Si parla spesso di una squadra ancora senza una personalità definita. È una questione di moduli, di uomini o più di mentalità?

«È un problema che si trascina da diversi anni. Si ripete il ritornello se sulla scelta dei calciatori si valuti il curriculum dal punto di vista dell’esperienza e della personalità. Se un giocatore non ha mai giocato in piazze importanti e calde in passato, credo che a livello caratteriale non sia all’altezza di giocare a Bari. Per farlo, oltre a qualità tecniche e fisiche, servono prerogative caratteriali per gestire la pressione che inevitabilmente questa piazza mette.
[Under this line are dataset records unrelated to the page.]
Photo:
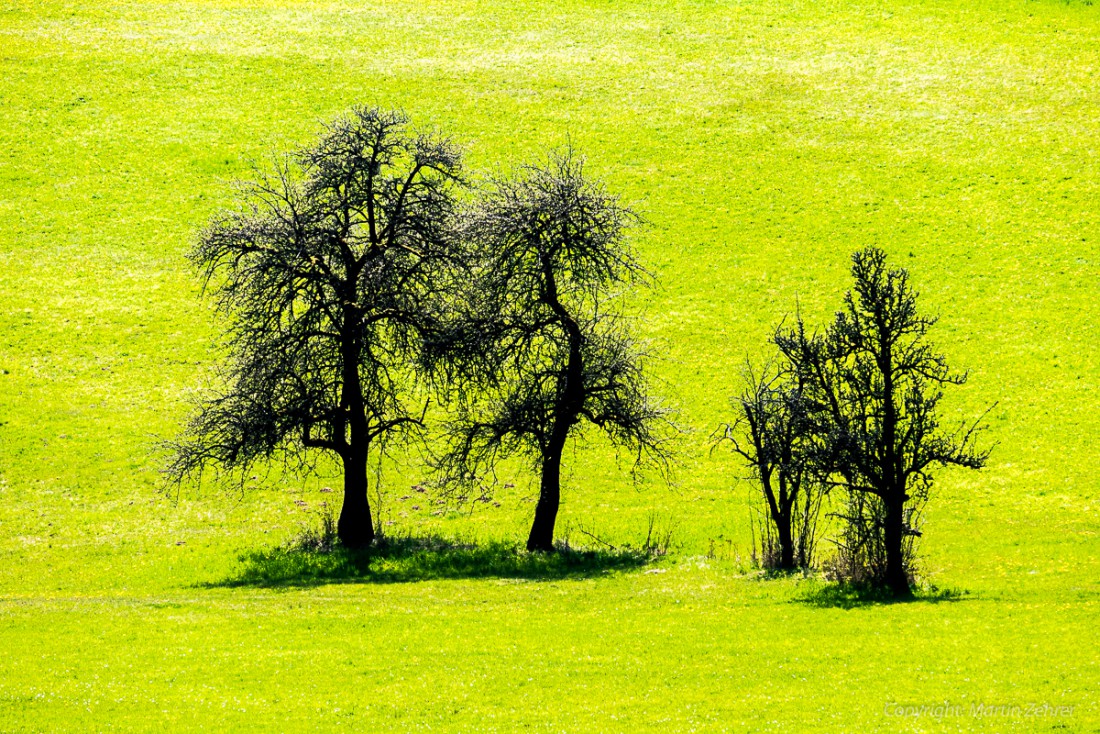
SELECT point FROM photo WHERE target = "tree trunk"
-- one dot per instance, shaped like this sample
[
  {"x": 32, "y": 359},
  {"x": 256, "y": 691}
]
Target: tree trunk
[
  {"x": 785, "y": 543},
  {"x": 893, "y": 537},
  {"x": 546, "y": 512},
  {"x": 355, "y": 526}
]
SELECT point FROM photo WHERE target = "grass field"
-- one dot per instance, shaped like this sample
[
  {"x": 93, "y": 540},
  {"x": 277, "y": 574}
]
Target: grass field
[{"x": 763, "y": 141}]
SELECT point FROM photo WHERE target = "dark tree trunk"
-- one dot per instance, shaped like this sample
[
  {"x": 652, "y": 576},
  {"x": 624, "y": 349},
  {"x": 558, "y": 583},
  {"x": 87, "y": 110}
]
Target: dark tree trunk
[
  {"x": 785, "y": 543},
  {"x": 355, "y": 526},
  {"x": 893, "y": 536},
  {"x": 546, "y": 512}
]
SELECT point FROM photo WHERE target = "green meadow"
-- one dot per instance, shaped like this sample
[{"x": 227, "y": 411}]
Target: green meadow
[{"x": 763, "y": 141}]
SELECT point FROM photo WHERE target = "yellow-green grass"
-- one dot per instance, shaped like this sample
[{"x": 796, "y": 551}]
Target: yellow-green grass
[{"x": 763, "y": 141}]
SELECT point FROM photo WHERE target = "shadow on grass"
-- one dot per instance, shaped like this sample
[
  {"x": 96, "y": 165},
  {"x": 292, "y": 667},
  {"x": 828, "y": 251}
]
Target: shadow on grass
[
  {"x": 408, "y": 559},
  {"x": 847, "y": 595}
]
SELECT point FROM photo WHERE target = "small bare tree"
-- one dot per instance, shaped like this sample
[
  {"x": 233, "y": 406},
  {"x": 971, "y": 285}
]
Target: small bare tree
[
  {"x": 541, "y": 348},
  {"x": 873, "y": 383},
  {"x": 327, "y": 277},
  {"x": 773, "y": 434}
]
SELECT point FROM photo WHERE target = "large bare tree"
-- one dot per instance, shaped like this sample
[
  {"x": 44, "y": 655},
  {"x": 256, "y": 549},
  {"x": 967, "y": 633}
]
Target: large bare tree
[
  {"x": 542, "y": 349},
  {"x": 327, "y": 276},
  {"x": 773, "y": 433},
  {"x": 876, "y": 382}
]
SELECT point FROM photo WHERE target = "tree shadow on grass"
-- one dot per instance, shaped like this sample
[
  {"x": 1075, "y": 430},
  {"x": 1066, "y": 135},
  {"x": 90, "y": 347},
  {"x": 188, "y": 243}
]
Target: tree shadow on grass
[
  {"x": 848, "y": 595},
  {"x": 408, "y": 559}
]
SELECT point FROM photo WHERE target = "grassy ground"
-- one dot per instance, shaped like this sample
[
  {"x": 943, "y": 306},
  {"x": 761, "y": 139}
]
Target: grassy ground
[{"x": 765, "y": 141}]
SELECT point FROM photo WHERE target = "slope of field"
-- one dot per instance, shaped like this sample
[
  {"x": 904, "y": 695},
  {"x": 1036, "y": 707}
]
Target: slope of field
[{"x": 763, "y": 141}]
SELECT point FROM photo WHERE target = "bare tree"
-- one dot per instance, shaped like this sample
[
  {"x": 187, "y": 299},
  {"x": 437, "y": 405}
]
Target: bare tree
[
  {"x": 876, "y": 383},
  {"x": 542, "y": 348},
  {"x": 774, "y": 435},
  {"x": 327, "y": 278}
]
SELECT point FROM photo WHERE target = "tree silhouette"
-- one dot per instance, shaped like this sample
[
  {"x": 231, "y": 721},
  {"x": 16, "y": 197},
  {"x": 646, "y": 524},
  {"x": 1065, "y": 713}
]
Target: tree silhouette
[
  {"x": 875, "y": 383},
  {"x": 541, "y": 349},
  {"x": 328, "y": 277},
  {"x": 774, "y": 435}
]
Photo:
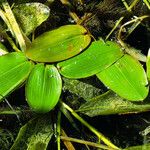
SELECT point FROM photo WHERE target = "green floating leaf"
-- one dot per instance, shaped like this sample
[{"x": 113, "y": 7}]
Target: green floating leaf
[
  {"x": 127, "y": 78},
  {"x": 148, "y": 65},
  {"x": 14, "y": 69},
  {"x": 43, "y": 88},
  {"x": 30, "y": 15},
  {"x": 83, "y": 88},
  {"x": 59, "y": 44},
  {"x": 3, "y": 49},
  {"x": 34, "y": 135},
  {"x": 140, "y": 147},
  {"x": 110, "y": 103},
  {"x": 94, "y": 59}
]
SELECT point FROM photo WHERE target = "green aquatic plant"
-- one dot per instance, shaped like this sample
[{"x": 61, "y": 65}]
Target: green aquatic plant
[{"x": 57, "y": 53}]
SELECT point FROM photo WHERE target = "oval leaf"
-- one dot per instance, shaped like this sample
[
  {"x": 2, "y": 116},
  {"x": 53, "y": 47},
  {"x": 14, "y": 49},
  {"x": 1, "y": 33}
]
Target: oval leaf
[
  {"x": 14, "y": 69},
  {"x": 127, "y": 78},
  {"x": 43, "y": 88},
  {"x": 59, "y": 44},
  {"x": 30, "y": 15},
  {"x": 96, "y": 58}
]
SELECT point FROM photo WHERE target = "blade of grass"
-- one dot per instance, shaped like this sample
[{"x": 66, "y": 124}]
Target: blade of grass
[
  {"x": 13, "y": 25},
  {"x": 91, "y": 128}
]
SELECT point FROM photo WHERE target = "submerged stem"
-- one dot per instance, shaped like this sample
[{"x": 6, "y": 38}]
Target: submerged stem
[
  {"x": 91, "y": 128},
  {"x": 58, "y": 128},
  {"x": 65, "y": 138},
  {"x": 12, "y": 24}
]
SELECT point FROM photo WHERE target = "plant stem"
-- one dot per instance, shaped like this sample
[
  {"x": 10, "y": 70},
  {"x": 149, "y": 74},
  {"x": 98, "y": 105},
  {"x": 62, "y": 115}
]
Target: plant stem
[
  {"x": 68, "y": 144},
  {"x": 13, "y": 25},
  {"x": 116, "y": 25},
  {"x": 58, "y": 129},
  {"x": 10, "y": 41},
  {"x": 91, "y": 128},
  {"x": 125, "y": 4},
  {"x": 72, "y": 14},
  {"x": 131, "y": 51},
  {"x": 85, "y": 142},
  {"x": 133, "y": 4}
]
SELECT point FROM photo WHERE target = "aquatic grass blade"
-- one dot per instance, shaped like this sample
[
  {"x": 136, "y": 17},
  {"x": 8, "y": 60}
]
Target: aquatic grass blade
[
  {"x": 14, "y": 69},
  {"x": 97, "y": 57},
  {"x": 3, "y": 49},
  {"x": 30, "y": 15},
  {"x": 43, "y": 88},
  {"x": 59, "y": 44},
  {"x": 148, "y": 65},
  {"x": 127, "y": 78}
]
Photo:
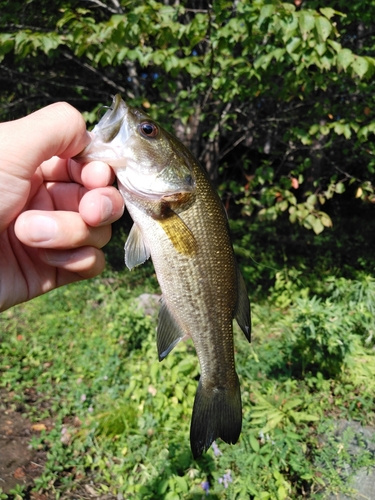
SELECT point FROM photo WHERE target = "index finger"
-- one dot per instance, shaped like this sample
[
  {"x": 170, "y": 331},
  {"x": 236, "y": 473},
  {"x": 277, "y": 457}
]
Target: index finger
[{"x": 91, "y": 175}]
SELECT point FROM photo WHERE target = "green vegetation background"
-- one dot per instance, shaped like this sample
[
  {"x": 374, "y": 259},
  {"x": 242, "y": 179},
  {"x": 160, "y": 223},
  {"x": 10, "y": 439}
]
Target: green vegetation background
[{"x": 277, "y": 100}]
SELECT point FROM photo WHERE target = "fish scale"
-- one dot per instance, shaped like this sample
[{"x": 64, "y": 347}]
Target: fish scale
[{"x": 180, "y": 222}]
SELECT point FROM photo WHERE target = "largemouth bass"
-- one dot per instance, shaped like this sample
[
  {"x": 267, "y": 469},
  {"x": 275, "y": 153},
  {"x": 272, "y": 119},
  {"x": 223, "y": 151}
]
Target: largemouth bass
[{"x": 180, "y": 222}]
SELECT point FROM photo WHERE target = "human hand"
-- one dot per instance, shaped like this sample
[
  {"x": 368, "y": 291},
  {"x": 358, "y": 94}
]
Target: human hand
[{"x": 55, "y": 214}]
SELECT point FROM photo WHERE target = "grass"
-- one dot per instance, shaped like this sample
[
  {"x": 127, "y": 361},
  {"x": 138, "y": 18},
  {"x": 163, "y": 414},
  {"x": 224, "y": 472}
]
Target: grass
[{"x": 121, "y": 418}]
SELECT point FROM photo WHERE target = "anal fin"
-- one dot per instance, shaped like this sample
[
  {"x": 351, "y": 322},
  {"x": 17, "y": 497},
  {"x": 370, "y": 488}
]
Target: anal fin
[
  {"x": 169, "y": 332},
  {"x": 243, "y": 314}
]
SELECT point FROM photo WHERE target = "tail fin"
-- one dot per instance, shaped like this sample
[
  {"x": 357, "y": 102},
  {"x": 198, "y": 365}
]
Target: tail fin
[{"x": 217, "y": 412}]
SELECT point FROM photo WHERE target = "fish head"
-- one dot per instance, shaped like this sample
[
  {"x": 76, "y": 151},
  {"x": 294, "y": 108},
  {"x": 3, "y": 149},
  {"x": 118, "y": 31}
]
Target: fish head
[{"x": 148, "y": 161}]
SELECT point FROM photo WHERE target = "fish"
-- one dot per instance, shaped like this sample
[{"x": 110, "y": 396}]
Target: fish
[{"x": 181, "y": 223}]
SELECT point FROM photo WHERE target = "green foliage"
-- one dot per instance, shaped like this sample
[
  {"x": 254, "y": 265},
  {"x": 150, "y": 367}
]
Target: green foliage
[
  {"x": 277, "y": 100},
  {"x": 122, "y": 418}
]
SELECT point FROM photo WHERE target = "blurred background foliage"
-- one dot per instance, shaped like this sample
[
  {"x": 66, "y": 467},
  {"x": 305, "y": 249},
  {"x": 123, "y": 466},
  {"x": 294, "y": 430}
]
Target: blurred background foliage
[{"x": 275, "y": 98}]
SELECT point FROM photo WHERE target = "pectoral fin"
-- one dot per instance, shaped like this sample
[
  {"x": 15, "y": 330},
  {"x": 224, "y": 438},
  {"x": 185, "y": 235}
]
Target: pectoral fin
[
  {"x": 136, "y": 251},
  {"x": 180, "y": 235},
  {"x": 169, "y": 332},
  {"x": 242, "y": 313}
]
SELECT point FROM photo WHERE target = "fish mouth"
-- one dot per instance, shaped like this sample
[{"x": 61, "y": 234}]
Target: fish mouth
[
  {"x": 108, "y": 136},
  {"x": 155, "y": 188}
]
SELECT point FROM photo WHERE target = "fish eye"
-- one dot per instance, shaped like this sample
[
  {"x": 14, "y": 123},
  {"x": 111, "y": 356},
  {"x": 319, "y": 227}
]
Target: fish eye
[{"x": 149, "y": 129}]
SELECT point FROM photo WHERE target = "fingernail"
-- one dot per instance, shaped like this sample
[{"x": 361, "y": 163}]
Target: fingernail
[
  {"x": 40, "y": 228},
  {"x": 106, "y": 208}
]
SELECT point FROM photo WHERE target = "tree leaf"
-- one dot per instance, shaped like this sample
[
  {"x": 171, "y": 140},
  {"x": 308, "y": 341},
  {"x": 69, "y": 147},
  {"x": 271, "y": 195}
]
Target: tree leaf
[
  {"x": 323, "y": 28},
  {"x": 360, "y": 66},
  {"x": 306, "y": 21},
  {"x": 344, "y": 59}
]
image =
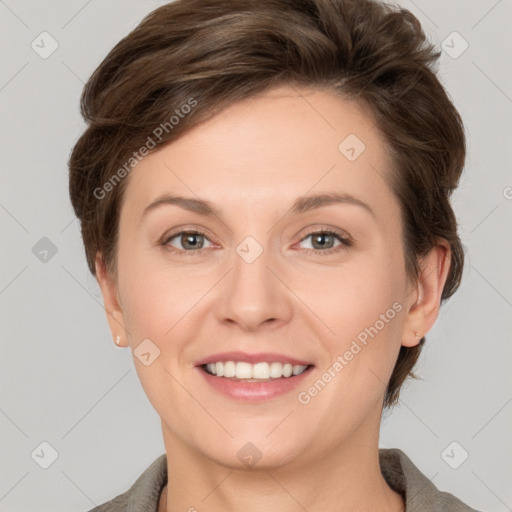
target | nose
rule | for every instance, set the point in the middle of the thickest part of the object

La domanda andrebbe girata ai direttori sportivi Di Cesare e Magalini».

L’attacco biancorosso segna poco nonostante buone individualità. Come giudica le difficoltà offensive e cosa servirebbe per sbloccarsi?

«Le cause sono due. La prima legata al fatto che Caserta ad un certo punto ha cambiato modulo, sconfessando la sua idea tattica dopo due mesi di lavoro. Questo toglie sicurezze ad una squadra alla ricerca di un marchio. La seconda coincide con la scelta di giocatori senza i novanta minuti nelle gambe. Oggi, per ogni ruolo ci sono almeno due giocatori. Una domanda andrebbe rivolta al preparatore atletico. Altrimenti a chi li ha scelti. Se vogliamo trovare sempre alibi, salviamo tutti e pace. Più che addurre giustificazioni, andrebbero fatte analisi e valutazioni su quello che non gira. Chi trova gli alibi, perde in partenza. Chi si mette in discussione ottiene più risultati».

Intravede segnali di crescita o teme che il campionato possa restare complicato a lungo?

«Auspico un miglioramento. Prima o poi, i giocatori di qualità entreranno in condizione. Per ora, lo fanno solo Castrovilli, Moncini e Cerofolini».

Secondo lei quanto può pesare in una partita del genere la componente emotiva, vista la presenza di tanti ex da una parte e dall’altra?

«Molto poco. I veri ex sono quelli che hanno militato in squadra per sei, sette anni. In questo caso, parliamo di giocatori di passaggio. Forse più per Lorenzo Sibilano, vice di Dionigi».

In momenti così, quanto conta la pazienza del pubblico?

«Nel senso buono, i tifosi dei gruppi organizzati sono ammalati per il Bari. Attaccati alla maglia e a giocatori con senso di appartenenza. Più che di pazienza parlerei di malattia. Non è fortuna di tutti giocare a Bari. I calciatori si sveglino e ne prendano coscienza».

Che prospettive vede per il Bari in questo campionato?

«Migliori, nel momento in cui tutti metteranno in campo il loro valore. Anche perché fare peggio è difficile, per quanto due anni fa sia accaduto».